THE Legislature of the State of New York, at its recent session, displayed a commendable disposition to favor the Eclectic School of Medicine. The usual appropriations were made without a dissent; and will, we trust, yield a hundred fold in their benefits conferred. Our friends in Brooklyn were especially favored. At the instance of Hon. Henry C. Cullen of the Assembly, a law was passed making it the duty of the joint Board of Supervisors and Aldermen to levy an annual tax of one thousand dollars and pay it for the support of the Eclectic Dispensary of that city. A law was also passed creat

ing it a corporation, so that there should be no let or impediment in the way of the institution, thus disposing summarily of its apprehended difficulties.

The charter of the Eclectic Medical College was also amended, defining more perfectly the scope of its powers and functions, and making it more homogeneous in its character with other institutions. As is the case with medical and surgical colleges incorporated by the Board of Regents of the University, a Board of Censors is authorized to examine and recommend candidates for the degree of Doctor of Medicine. The corporate powers are more distinctly expressed; and provision is made that the diploma of the college shall be a genuine certificate, the actual conferment of a degree, and bearing date from the day that it goes into practice. The disgraceful practice of some colleges and professors of vending spurious degrees, is effectually guarded against in the charter of the Eclectic Medical College of the city of New York.
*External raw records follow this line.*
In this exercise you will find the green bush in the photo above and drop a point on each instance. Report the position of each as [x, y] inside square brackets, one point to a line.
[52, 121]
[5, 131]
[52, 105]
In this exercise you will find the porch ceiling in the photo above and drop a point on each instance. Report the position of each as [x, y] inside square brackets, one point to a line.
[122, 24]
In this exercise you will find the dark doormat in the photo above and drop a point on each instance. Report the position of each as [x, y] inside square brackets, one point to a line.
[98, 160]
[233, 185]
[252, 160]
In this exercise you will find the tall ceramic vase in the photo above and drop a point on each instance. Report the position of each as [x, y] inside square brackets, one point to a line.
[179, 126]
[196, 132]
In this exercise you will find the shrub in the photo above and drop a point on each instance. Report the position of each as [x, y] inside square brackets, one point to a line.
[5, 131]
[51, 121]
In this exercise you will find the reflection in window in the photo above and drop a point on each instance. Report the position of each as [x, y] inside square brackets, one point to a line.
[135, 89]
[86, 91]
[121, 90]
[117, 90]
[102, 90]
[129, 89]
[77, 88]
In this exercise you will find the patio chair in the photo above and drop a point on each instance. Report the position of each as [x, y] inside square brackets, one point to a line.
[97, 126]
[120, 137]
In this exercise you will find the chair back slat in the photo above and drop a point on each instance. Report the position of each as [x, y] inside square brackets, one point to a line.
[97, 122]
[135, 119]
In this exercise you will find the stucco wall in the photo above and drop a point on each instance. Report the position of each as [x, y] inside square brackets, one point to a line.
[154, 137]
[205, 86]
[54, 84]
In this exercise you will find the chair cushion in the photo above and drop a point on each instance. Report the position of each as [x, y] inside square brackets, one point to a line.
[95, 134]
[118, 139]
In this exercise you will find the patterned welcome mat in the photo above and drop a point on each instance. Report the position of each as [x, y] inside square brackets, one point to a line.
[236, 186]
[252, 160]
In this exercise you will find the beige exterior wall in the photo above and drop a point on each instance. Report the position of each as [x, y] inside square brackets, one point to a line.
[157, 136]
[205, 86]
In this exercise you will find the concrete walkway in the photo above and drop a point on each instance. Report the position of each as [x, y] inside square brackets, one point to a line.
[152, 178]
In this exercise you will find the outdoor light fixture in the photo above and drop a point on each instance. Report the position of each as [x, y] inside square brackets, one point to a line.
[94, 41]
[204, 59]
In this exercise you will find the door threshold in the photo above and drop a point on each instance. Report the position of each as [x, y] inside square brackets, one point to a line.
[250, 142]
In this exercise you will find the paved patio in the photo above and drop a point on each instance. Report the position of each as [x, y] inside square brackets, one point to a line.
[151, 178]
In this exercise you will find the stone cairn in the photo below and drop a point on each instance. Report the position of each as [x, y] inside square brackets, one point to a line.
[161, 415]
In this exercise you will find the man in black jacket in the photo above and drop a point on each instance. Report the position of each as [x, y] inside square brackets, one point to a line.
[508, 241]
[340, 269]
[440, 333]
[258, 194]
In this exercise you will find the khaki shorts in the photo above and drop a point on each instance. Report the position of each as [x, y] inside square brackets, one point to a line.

Its parchment is genuine.

This amendment to the charter also disposes effectually of all doubts in relation to the right of women to attend lectures and receive instruction from the Faculty of the Institution. The following clause, inserted at the instance of Hon. Winfield S. Cameron, of the Assembly, is explicit upon that point:

"No person over sixteen years of age, of good moral character, who has gone through the proper course of preliminary study, and conforming to the usual rules of admission and attendance, shall be excluded from attendance at the terms of instruction at said college."

This provision involves no new principle. The general statutes of the State in relation to medical colleges, uniformly recognize persons of good scholarship and moral character" as entitled to the benefits, honors, and diplomas, of those institutions. The exclusion of women as students, by the officers of any such college, is clearly without authority of law; their rights in this matter are the same as those of the other sex, equally as in the public schools. A right so well defined will be exercised. The usage in eclectic institutes has been to receive them as a matter of course. To place the subject unequivocally beyond controversy, the Board of Trustees of the Eclectic College of the city of New York, in 1868, adopted the following resolution:

"Resolved, That female students be educated in the Eclectic Medical College of the city of New York, upon the same conditions as male students."